For max power we would prefer to have a pulse of high pressure arrive at the intake port a little after BDC, before the intake valve can close. The piston is already starting on the way up, and the valve is closing, but air is still entering and we want that to continue as long as possible.

Consider this illustration:

Capture%20w%20notes.jpg


You're looking at intake manifold pressure measured in flight through the primer port of my 390's #1 cylinder, i.e. close to the intake valve. The pressure plot you see here is the combined result of all waves, from all sources both positive and negative, as well as the effect of piston motion when the valve is open.

Pressure oscillates in a regular manner. I've marked the time interval with green lines...a peak about every 117 degrees of crank rotation. Counting across from the left, the sixth green line has no pressure peak because the descending piston has not long passed the point of max velocity, and the rapid volume expansion has pulled pressure low. Although it doesn't show on the plot, I'm willing to bet there was a wave arriving at the port, just like the previous five.

Now note the relationship of pressure timing to BDC. At 2400, the unseen pressure pulse is arriving before BDC, too early for ramming in that last bit of air.

I'll be going back to record 2700, when I find time. For now, I'll make a prediction. Timing of the pressure peaks will remain roughly the same, as they are a function of fluid density, pipe length, pipe diameter, and particle velocity. However, more RPM means less time between mechanical events, so BDC will shift left 4 increments on the plot. That will put our #6 phantom roughly 35~40 degrees after BDC, which would very good.
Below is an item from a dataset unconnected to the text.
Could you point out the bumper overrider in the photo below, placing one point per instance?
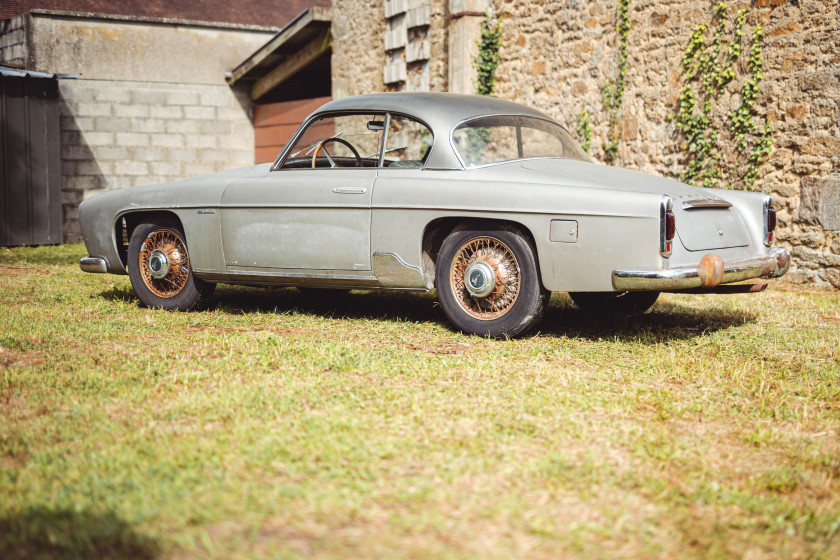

(At 2400 RPM, 720 degrees of crank rotation takes 0.050 seconds. At 2700, it takes 0.0444. Difference is 0.0056. Divide by 0.00133 per increment for this graph, and the answer is a fuzz more than 4 increments.)

Looking at pressure timing is just curiosity on my part, and I cheerfully admit to scrambling for understanding. Right now I've got my beak stuck in a copy of Gordon Blair's Design and Simulation of Four Stroke Engines. The pressure sensor was actually installed for a look at injector nozzle bleed air delta, a story for another thread.

Any idea why the IO-360-M1 intake tubes are 1-3/4? OD at the heads then reduce down to 1-5/8? OD just below the head flange. They stay 1-5/8? OD all the way into the sump.

Nope.
 
Another good read is Morrison?s book ?Scientific Design of Exhaust & Intake Systems?.
Read it in the 1970?s and was applying it to motorcycle engines with pretty good success.
Read Blair?s book on two strokes in the 1990?s when building two stroke outboards.

Reading Dave?s article stirred my interest again. Kicking around different ideas

The angle valve intake sump and pipes looks like Lycoming applied the wave pulse theories to it. The parallel valve M1 engines not so much. Would be great to talk to the right person at Lycoming to find out more. The reduced diameter intake tube is more expense and more work to manufacture so they must have had a reason.
 
Another good read is Morrison’s book “Scientific Design of Exhaust & Intake Systems”.
Read it in the 1970’s and was applying it to motorcycle engines with pretty good success.

Me too, in the mid 80's. And some of it again last month ;)

Blair's 4-stroke text goes a lot deeper.

The angle valve intake sump and pipes looks like Lycoming applied the wave pulse theories to it. The parallel valve M1 engines not so much. Would be great to talk to the right person at Lycoming to find out more.

I suspect anyone involved with the design is long gone.